Category Archives: The Flash Moment

Keep Moving Forward

Austin Madison, a Pixar animator, recently wrote, about the creation of art and content, “…slog diligently through this quagmire of discouragement and despair.” How crushingly depressing. Excuse me while I hide in my flannel pajamas eating a half-gallon of Ben & Jerry’s and pretending Madison didn’t just hit the slush-pile nail on the head.

But, ignoring the truth never helped anybody. Ignoring the fact that most of what I read is not publishable material would mean the end of my career. For you, authors, ignoring that what you’ve written has this problem or that weakness would mean the end of yours.
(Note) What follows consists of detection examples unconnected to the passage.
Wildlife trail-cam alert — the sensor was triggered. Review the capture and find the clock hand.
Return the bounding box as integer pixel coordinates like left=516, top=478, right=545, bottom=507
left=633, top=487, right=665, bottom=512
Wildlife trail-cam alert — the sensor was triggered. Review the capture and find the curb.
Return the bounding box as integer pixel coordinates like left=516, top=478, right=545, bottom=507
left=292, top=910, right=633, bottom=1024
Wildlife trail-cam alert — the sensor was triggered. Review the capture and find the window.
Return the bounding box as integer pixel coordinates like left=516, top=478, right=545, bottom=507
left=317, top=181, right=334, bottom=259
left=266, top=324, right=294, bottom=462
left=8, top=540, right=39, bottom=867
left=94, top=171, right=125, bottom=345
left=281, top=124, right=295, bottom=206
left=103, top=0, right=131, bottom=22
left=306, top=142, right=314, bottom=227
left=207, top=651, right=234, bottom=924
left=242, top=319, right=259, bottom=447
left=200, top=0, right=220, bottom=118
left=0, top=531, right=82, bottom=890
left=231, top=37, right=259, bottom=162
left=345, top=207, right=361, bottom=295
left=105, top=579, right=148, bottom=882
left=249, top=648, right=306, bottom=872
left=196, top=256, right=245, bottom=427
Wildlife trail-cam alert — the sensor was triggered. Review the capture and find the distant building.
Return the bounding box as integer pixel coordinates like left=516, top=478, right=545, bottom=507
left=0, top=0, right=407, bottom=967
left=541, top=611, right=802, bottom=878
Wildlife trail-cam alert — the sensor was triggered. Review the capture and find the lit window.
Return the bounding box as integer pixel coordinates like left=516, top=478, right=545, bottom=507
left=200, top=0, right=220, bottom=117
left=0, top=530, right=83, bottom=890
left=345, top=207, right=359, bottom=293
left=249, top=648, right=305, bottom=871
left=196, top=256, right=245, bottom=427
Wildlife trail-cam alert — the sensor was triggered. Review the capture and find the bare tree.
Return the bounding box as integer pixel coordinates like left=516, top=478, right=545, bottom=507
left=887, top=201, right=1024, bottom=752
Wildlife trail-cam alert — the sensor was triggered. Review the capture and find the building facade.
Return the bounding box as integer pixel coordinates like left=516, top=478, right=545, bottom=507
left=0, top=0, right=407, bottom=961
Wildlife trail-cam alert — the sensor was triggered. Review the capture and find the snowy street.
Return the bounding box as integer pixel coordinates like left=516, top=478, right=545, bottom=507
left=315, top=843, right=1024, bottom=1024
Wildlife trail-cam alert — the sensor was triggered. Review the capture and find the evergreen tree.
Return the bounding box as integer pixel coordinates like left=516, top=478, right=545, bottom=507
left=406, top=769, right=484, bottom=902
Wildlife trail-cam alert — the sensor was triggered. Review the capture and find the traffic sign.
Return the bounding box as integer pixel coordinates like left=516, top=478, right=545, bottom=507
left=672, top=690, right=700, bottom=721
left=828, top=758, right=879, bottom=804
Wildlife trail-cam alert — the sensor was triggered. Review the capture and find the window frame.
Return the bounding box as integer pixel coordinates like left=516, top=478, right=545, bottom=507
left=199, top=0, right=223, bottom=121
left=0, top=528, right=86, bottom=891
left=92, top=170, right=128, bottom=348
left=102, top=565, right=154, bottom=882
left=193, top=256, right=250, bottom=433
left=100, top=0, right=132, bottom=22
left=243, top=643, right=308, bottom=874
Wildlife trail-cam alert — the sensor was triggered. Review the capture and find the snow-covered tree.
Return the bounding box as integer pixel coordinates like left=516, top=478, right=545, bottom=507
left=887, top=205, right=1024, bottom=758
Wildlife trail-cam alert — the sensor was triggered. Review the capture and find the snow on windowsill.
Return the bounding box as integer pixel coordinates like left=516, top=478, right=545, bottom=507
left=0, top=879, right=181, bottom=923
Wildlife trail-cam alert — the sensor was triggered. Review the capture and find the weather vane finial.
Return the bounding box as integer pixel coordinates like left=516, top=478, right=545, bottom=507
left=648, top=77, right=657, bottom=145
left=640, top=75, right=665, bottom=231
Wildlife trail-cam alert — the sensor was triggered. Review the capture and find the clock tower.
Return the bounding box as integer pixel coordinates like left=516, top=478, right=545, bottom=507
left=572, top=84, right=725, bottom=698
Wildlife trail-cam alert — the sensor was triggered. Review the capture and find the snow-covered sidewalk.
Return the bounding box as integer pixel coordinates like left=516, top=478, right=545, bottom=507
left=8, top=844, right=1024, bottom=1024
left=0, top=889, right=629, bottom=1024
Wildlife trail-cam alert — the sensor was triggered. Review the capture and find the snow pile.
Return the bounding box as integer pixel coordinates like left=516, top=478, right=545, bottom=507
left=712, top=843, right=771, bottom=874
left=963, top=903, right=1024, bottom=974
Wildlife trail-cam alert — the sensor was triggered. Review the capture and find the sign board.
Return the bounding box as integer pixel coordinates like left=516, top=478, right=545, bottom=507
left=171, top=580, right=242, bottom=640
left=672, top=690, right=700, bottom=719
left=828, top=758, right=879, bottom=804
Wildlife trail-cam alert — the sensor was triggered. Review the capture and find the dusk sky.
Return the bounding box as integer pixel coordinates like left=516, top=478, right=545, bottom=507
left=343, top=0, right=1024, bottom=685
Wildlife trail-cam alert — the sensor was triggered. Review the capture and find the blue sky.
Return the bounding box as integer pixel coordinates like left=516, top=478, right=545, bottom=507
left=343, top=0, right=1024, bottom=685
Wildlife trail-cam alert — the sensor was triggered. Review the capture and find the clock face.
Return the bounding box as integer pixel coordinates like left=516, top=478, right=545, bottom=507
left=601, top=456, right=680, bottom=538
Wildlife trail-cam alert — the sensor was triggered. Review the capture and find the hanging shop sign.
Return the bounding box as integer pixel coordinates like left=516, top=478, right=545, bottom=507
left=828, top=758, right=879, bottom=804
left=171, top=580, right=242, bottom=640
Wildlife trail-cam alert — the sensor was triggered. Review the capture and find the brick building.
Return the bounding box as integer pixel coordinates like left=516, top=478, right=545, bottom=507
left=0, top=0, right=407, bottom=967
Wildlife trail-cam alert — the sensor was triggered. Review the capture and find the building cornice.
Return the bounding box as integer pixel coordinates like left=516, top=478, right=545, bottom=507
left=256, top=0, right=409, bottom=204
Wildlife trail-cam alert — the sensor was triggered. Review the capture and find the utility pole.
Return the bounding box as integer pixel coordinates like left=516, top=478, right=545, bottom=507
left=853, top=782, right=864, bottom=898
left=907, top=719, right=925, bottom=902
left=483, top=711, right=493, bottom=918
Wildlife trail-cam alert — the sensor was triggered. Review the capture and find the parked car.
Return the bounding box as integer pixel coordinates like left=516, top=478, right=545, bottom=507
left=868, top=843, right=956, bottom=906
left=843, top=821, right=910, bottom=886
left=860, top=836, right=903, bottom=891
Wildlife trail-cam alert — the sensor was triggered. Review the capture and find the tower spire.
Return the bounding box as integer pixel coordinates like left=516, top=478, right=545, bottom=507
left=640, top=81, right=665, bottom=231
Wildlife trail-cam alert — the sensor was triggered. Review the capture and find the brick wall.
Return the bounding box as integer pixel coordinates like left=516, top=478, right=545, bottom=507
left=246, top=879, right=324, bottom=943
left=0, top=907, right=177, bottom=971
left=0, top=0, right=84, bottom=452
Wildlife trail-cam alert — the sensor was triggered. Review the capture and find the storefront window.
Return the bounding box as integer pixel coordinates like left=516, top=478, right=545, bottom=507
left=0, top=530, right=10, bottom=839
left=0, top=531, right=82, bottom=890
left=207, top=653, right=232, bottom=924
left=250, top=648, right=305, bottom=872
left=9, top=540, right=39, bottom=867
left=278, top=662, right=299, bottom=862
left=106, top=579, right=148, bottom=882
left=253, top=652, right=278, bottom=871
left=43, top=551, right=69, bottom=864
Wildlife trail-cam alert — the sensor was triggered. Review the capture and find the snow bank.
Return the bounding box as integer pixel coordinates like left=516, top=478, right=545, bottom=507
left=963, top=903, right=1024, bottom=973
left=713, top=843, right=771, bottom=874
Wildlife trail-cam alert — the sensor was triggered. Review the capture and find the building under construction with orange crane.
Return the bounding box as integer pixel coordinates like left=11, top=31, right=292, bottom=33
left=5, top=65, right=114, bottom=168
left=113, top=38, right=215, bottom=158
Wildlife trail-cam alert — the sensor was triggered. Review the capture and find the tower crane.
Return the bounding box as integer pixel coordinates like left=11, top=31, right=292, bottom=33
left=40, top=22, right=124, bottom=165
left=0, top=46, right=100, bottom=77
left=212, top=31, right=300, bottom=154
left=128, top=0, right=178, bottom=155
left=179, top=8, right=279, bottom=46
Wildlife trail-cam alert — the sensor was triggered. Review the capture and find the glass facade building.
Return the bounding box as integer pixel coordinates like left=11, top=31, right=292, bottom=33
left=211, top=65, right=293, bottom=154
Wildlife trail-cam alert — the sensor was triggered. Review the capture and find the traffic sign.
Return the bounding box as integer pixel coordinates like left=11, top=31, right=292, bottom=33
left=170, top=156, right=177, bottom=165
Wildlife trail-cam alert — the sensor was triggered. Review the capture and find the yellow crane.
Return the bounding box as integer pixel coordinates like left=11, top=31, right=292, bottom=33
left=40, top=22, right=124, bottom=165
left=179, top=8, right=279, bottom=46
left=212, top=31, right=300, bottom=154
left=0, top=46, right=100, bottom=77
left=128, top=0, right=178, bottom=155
So, an optimist at heart, I can’t help but point out (with one finger raised and light-bulb over my head) that all things are necessarily defined by their opposites. If you’ve received 87 rejection letters from agents and suddenly you get The Call—an agent’s offer-of-representation—that glowing pride and joy will be 87 times better than it would have been had you received only one rejection that you chalked up to some fault of the agent. Save your rejection letters (Stephen King’s were on a railroad spike nailed into the wall). Wave hello to them even as they mock you. Perhaps one day, you can mock right back.

As for me, slogging through all of the material that is (generously) not so good enhances my excitement when something special comes along and the Flash Moment unexpectedly pops up.

Ironically, Walt Disney (a man whose company now works closely with the above-mentioned animator) had something different to say about the creation of art and content: “Keep moving forward.”

So, I don’t know about you, but I happily “keep moving forward,” because I know the more diligently I “slog,” the closer I’ll get to the next Flash Moment.

>The Flash Moment

>To my great delight, I’ve been completely inundated with queries and proposals since I officially opened to submissions on Monday. Occasionally, I look away from my computer screen and I’m reminded that there’s a world happening beyond it–one that isn’t composed of letters in a row.

There are queries I know I’ll reject after the first sentence. But I read them through anyway–just in case. There are queries that have nothing technically wrong with them that I reject anyway because I can’t get excited about them. I’ve heard from writers all over the globe with stories spanning age groups and genres and oceans. I’ve been entertained, annoyed, excited, abused, uplifted and bored. I’ve requested tons of proposals. I’ve rejected more.

But just now, a proposal stopped me in my tracks. This author was so talented that I heard her voice in the very first short sentence. How inspiring. In everything I read, there is a specific moment when I get a flash of certainty that I’m in good hands, that I’ll come away from this just the tiniest bit different–or not. In this proposal, that moment happened in the first sentence. And I just had to smile.

What about you? Have you ever had The Flash Moment?